Прямая противоположность Козаеву Алексей Меринов в “Московском комсомольце” – рубаха-парень, свой в доску, кумир многочисленных простоватых читателей-почитателей, старающийся говорить на их языке с любовью. Однако успех. Характерные черные силуэтные фигурки, и вообще – какая-то нескончаемая ночь. Продукция обильна, так что автор успевает откликнуться на все и вся вокруг. Кроме читателей, любит некоторых политиков и всячески их защищает от врагов. При этом с некоей заемной простоватостью полагает, что его любимые читатели все как один любят его любимых политиков. А как же иначе?

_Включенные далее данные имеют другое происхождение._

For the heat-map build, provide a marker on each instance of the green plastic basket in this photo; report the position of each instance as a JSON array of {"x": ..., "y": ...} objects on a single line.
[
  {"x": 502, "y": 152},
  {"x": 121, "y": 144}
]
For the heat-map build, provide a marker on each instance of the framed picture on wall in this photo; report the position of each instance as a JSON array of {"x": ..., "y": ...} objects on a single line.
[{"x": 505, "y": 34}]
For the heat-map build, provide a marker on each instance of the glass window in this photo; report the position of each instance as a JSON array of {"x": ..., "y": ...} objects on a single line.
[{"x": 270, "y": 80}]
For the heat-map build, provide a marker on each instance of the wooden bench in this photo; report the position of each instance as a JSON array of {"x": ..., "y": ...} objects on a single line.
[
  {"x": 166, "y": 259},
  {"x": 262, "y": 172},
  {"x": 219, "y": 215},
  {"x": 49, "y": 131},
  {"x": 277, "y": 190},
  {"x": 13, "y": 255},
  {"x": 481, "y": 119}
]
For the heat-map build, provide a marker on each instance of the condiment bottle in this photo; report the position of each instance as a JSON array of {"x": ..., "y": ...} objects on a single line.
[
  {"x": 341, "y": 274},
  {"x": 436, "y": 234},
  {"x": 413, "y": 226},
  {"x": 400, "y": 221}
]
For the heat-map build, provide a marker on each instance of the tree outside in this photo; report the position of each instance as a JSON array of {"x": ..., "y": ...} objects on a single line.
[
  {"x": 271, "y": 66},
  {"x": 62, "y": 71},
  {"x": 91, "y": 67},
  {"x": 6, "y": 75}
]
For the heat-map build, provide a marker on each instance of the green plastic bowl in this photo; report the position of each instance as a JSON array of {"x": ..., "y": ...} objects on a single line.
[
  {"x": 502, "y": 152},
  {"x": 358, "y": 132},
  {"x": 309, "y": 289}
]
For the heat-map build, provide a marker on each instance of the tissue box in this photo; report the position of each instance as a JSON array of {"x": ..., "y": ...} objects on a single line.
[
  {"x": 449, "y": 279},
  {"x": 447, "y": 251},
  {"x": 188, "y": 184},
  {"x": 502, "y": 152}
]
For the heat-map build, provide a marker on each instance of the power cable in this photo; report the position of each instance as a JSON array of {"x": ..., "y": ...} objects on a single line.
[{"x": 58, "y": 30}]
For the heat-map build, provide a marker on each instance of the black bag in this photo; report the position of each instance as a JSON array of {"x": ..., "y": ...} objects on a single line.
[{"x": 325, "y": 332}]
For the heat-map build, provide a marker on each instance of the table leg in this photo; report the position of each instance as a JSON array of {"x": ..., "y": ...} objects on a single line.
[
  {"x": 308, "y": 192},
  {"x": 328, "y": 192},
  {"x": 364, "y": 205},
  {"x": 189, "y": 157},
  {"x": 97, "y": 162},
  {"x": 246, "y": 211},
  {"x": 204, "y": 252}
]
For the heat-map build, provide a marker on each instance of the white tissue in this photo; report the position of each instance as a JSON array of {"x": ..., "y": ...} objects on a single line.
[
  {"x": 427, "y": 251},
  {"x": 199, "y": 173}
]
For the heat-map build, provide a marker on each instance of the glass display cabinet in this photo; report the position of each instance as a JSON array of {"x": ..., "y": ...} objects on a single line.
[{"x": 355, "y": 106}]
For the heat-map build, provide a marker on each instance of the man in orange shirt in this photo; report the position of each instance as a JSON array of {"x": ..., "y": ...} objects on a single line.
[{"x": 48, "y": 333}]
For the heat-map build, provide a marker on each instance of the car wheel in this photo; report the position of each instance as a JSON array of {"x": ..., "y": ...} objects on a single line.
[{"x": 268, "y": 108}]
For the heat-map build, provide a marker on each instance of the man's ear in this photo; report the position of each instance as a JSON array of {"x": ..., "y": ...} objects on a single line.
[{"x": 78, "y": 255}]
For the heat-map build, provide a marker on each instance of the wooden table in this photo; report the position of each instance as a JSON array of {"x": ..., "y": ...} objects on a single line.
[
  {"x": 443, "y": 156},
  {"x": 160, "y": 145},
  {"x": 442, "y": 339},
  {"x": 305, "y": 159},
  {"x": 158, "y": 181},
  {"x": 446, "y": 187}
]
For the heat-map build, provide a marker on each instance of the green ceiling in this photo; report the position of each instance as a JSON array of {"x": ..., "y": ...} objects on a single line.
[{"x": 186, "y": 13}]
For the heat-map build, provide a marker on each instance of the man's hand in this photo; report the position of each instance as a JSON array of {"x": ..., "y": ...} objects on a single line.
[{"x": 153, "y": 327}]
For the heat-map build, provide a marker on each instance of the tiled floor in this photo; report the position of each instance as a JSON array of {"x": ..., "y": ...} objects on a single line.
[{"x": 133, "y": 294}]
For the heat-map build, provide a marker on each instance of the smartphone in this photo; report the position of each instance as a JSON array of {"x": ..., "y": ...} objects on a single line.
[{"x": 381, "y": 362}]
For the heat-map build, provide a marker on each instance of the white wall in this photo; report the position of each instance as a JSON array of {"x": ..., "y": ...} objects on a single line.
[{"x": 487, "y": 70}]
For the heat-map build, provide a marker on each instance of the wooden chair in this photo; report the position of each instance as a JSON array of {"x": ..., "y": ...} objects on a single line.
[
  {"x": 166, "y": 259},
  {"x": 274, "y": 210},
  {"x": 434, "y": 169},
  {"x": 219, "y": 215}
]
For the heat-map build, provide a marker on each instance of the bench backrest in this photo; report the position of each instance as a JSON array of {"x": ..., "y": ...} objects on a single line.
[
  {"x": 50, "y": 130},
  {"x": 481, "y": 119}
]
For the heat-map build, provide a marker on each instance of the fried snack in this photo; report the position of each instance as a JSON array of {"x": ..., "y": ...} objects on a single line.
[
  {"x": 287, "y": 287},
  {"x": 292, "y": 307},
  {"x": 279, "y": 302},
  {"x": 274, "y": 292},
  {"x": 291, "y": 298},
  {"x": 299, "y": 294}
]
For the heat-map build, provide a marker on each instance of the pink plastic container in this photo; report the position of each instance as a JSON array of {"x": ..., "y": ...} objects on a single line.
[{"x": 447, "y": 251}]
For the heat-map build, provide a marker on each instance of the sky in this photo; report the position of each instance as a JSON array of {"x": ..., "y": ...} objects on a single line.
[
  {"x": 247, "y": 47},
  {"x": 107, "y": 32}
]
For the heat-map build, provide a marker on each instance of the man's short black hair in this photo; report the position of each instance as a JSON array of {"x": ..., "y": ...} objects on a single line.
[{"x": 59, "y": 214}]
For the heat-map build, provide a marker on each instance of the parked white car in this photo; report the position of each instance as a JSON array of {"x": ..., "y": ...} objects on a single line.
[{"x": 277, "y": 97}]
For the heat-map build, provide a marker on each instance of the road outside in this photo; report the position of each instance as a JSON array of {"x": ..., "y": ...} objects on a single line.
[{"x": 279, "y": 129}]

Иначе юмора не получится: смех – он всегда на стороне народа.
Пробным камнем для свободного смеха всегда являлся смех над сильными, то есть политическая сатира. Это такая проверка на вшивость. Когда-то, в советской еще древности, был опубликован в “Крокодиле” первый и последний антисталинистский рисунок пера Ивана Семенова. Было это лет через десять после смерти вождя. Суть его уже не помню, но помню, что был нарисован сталинист, а сам Сталин не был нарисован, в рисунок был вклеен фрагмент его фото – только ноги в сапогах. Значит, вождь уже десять лет как в могиле, разоблачен и как будто проклят, и вот тебе на, не то что нарисовать, но и во весь рост фотографию напечатать не позволили в нечистом месте. Так сказать, сатира не выше сапога. Но как люди радовались, сейчас трудно даже представить, ходили с журналом в кармане и со значением показывали друзьям.
Нынче по необъяснимой прихоти Президент терпит любые насмешки, только ленивый не вытер о него ноги – и хоть бы волос с кого упал. Казалось бы, свобода слова запредельная. Но это только на высшем уровне. Ниже, в мире ангажированной владельцами и политическими спонсорами прессе, как раз царит сатира не выше сапога. Совершенно невозможно представить себе, чтобы в “Независимой газете” или “Новых Известиях”, а теперь и в “Ъ” язвили бы по адресу Березовского и его политических фаворитов, в “МК” смеялись бы над Лужковым. И наоборот – не костерили, за дело или нет, противника. Конечно, мы все понимаем, но не лучше было бы вообще отказаться от политической карикатуры, чтобы не позориться. А то ведь даже ручные королевские шуты, как известно из истории, нередко дерзили своим властелинам, хорошо понимая, как это опасно. Потому что шутка за пазуху не лезет. Если это, конечно, настоящая шутка.